DSM’s new succinic acid is produced by the fermentation of glucose in large stainless steel vats, avoiding the need for a cracker that breaks oil and gas down into components like naptha that’s used in plastics and adhesives. The biotech version may cut energy use by 40 percent as well as reduce carbon dioxide emissions, the company said.
Takeovers
“This is no longer just a promise,” Volkert Claassen, head of DSM’s unit developing the acid, said in an interview. “It’s reality. Two years ago we made the strategic decision to sell our chemical production route for succinic acid. We will be one of the front runners. Companies close to the consumer are driving this change.”
Saudi Basic Industries Corp. bought General Electric Co. plastics business for $11.6 billion in 2007, highlighting the move nearer to the consumer by Middle East petrochemical companies. Both BASF and Dow Chemical Co. are exiting styrene markets after inflated oil prices reduced margins.
Crude approached almost $80 a barrel last week on optimism demand will increase amid improved prospects for a U.S. recovery. That’s an impetus to the so-called white biotech industry. The label contrasts with red biotech for medicinal applications, and green biotech for gene-modified seeds.
Price Issue
With oil at $65 a barrel, Novozymes A/S’s enzyme-based acrylic acid in the U.S. is competitive with oil-based equivalents, said Thomas Schaefer, the Bagsvaerd, Denmark-based company’s senior research director. If made in lower-cost Brazil, it would be competitive with oil at $45.
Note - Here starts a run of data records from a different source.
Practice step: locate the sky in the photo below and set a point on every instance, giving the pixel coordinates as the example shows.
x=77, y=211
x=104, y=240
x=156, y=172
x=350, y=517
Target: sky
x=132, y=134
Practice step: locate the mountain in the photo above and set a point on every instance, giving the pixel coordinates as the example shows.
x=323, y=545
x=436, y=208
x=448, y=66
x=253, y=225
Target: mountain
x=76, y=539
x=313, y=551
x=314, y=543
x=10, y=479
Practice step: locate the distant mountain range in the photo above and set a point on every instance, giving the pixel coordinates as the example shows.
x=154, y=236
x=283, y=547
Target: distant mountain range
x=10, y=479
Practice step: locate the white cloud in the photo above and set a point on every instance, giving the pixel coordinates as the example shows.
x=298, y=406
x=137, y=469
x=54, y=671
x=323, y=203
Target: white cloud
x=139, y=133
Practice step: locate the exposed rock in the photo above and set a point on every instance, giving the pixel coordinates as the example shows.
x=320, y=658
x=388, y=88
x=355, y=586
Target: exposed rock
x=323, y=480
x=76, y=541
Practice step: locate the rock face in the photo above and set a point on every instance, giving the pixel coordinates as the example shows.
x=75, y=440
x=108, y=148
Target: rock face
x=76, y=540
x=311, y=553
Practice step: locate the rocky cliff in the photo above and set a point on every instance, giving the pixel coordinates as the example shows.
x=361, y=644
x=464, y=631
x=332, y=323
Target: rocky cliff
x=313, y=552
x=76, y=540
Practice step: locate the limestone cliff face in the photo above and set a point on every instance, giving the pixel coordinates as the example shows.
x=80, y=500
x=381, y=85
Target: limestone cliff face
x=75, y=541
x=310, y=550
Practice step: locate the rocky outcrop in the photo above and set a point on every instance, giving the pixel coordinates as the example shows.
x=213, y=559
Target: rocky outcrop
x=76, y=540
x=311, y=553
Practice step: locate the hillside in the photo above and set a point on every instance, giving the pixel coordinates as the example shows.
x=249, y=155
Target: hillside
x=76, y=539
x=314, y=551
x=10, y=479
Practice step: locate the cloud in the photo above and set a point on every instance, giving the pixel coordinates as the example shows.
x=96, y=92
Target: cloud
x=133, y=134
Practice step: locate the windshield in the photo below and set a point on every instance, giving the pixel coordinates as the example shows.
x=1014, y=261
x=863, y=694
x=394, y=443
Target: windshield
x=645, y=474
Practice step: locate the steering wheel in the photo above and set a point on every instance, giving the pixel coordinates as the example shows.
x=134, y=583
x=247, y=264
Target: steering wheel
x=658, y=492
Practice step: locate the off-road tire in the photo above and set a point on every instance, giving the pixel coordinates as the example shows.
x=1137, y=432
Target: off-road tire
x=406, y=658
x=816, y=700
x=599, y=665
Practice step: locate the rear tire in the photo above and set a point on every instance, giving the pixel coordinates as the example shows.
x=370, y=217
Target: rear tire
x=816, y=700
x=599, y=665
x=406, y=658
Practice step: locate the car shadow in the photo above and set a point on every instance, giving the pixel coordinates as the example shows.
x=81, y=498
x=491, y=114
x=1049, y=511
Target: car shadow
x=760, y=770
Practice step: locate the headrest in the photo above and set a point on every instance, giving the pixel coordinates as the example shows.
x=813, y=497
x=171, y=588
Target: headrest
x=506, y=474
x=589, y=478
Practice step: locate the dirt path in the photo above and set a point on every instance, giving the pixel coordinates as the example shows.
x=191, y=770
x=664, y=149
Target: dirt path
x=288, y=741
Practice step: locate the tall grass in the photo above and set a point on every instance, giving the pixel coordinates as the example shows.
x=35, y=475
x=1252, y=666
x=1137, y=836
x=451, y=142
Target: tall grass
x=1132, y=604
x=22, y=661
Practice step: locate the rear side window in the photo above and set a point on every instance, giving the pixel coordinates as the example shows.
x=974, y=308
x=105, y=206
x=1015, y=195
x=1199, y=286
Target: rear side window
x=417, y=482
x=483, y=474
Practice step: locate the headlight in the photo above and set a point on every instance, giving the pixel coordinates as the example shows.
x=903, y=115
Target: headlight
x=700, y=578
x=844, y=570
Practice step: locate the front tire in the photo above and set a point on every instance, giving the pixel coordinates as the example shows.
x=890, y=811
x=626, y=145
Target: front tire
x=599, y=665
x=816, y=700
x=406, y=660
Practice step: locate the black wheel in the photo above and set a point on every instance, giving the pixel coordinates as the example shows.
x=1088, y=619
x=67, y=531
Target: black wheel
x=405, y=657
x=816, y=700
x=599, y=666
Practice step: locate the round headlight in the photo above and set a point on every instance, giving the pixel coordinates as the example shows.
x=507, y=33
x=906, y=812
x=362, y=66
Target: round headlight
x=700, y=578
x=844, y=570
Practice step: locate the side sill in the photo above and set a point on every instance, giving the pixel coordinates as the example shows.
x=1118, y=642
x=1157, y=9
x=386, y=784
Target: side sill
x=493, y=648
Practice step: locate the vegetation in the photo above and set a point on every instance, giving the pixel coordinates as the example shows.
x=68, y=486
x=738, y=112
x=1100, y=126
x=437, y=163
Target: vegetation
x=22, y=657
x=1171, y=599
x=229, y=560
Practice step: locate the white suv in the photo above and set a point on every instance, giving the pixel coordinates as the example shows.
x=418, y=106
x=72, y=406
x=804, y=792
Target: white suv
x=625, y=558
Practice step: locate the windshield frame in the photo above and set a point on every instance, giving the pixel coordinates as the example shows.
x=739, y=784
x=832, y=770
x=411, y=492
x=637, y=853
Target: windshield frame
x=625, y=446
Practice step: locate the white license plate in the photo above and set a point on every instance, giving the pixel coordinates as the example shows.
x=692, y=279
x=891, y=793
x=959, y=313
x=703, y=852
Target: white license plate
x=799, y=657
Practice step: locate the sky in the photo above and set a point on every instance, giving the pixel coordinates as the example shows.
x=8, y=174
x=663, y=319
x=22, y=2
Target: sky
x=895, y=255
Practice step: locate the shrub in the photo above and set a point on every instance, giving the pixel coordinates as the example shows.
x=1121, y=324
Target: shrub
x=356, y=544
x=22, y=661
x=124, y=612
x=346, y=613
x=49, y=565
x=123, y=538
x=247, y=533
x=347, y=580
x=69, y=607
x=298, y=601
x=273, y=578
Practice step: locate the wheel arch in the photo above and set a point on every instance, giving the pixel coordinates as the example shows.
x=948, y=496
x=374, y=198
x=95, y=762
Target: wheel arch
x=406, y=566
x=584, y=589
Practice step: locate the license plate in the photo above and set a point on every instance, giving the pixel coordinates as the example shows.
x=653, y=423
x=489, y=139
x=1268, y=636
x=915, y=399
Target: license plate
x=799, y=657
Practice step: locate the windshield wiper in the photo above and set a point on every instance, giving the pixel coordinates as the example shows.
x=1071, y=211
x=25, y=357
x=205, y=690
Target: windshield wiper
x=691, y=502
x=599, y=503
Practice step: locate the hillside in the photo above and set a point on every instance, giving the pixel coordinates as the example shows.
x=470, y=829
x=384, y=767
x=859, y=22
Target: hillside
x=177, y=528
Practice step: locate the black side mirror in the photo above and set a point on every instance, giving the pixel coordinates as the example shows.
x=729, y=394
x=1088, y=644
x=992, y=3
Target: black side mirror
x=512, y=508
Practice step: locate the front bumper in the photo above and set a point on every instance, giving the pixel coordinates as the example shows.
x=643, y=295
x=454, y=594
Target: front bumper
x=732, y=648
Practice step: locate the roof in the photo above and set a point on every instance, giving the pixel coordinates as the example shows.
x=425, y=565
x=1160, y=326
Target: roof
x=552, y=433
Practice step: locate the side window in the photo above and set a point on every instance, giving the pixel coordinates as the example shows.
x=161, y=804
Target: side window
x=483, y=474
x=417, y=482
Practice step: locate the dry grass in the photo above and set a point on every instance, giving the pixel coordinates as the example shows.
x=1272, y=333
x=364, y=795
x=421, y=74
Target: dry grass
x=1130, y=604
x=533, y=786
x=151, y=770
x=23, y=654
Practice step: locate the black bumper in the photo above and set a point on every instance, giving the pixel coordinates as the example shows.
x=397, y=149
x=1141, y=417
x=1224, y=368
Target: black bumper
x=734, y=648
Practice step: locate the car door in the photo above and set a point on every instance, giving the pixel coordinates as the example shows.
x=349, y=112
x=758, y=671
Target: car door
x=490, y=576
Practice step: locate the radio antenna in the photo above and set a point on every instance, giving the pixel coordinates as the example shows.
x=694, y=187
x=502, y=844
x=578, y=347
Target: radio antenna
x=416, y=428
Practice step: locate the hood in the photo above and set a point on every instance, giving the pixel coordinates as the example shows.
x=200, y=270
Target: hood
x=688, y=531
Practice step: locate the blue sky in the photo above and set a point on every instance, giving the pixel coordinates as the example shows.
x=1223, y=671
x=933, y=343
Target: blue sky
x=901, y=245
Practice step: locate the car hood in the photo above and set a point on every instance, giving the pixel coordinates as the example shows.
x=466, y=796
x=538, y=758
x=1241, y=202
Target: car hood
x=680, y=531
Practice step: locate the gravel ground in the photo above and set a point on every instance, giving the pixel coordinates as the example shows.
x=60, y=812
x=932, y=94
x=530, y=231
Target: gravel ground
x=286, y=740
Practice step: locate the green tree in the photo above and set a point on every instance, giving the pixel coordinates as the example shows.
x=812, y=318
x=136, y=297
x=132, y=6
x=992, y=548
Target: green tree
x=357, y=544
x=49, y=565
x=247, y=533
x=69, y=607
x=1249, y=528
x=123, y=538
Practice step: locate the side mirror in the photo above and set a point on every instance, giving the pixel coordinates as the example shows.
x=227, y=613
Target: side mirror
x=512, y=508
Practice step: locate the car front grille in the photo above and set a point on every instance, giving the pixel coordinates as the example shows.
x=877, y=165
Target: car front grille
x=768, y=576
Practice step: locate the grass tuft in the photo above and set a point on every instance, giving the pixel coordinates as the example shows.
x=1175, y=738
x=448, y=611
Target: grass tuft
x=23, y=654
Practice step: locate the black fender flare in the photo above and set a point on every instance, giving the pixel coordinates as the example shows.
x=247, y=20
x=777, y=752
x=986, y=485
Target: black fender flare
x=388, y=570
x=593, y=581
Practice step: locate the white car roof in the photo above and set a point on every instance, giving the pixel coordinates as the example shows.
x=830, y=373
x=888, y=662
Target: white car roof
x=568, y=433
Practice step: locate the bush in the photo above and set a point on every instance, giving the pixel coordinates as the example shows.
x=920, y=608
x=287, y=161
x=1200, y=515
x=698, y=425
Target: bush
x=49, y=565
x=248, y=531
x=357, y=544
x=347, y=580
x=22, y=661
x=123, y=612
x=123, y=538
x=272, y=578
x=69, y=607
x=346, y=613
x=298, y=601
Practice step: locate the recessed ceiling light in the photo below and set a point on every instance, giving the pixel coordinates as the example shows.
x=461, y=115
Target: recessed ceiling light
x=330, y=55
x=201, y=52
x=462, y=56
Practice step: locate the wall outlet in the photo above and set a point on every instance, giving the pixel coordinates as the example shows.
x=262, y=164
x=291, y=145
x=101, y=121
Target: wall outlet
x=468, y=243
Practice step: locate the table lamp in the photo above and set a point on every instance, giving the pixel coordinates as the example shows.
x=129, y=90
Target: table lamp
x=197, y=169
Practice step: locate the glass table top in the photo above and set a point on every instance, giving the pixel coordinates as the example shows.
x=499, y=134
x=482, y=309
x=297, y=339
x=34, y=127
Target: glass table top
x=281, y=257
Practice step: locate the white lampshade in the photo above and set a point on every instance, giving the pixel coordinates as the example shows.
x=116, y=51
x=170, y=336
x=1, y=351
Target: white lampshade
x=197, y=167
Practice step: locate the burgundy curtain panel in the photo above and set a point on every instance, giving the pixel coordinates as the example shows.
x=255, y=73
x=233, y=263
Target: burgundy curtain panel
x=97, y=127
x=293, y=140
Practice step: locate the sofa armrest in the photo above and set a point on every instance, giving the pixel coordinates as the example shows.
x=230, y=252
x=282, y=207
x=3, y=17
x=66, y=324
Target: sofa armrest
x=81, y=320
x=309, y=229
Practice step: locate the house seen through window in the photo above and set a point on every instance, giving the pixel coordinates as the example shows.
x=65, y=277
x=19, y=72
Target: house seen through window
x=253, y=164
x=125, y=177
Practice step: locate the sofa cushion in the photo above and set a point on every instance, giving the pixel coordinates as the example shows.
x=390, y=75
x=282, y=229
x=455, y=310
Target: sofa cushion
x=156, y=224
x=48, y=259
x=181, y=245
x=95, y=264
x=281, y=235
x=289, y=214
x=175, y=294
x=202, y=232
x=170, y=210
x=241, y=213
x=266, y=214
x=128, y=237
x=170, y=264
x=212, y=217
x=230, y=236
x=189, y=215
“As a strategist or top manager, you have to think what you will offer in 10 years that is not a commodity and not in complete competition with rivals because then it is a price issue,” said Harald Gruber, a Silvia Quandt Bank analyst based in Frankfurt. “Some day in the future, fossil fuels will become scarce. The oil price will again increase.”
DuPont Co. is looking to broaden its bio-chemical range after creating propanediol by fermenting corn sugar and adding it to fabrics that make carpets and clothes more stain resistant, said biomaterials head John Ranieri. The Wilmington, Delaware-based company’s product pipeline includes thermoplastic elastomers, a rubber-plastic cross used in tubing and hoses.
More Complex, Better
“Four or five years ago, we would have said we are just looking for new specialties products,” Ranieri said in an interview. “Now it’s different, we are looking at all.”
Novozymes will announce two contracts for different chemicals over this year and next, adding to its acrylic acid for diapers. Within 30 to 50 years, biotech refineries will have sprung up all over the countryside, replacing the old-school plants and chemical complexes typically located in ports where the crude arrives, CEO Steen Riisgaard said in an interview.
Wacker Chemie AG is assessing if its success in producing acetic acid, used to make polymers, can be translated into large-scale production, said Guenter Wich, Wacker’s head of biotechnology.
“The more complex the chemistry, the greater the opportunities for white biotech are,” he said.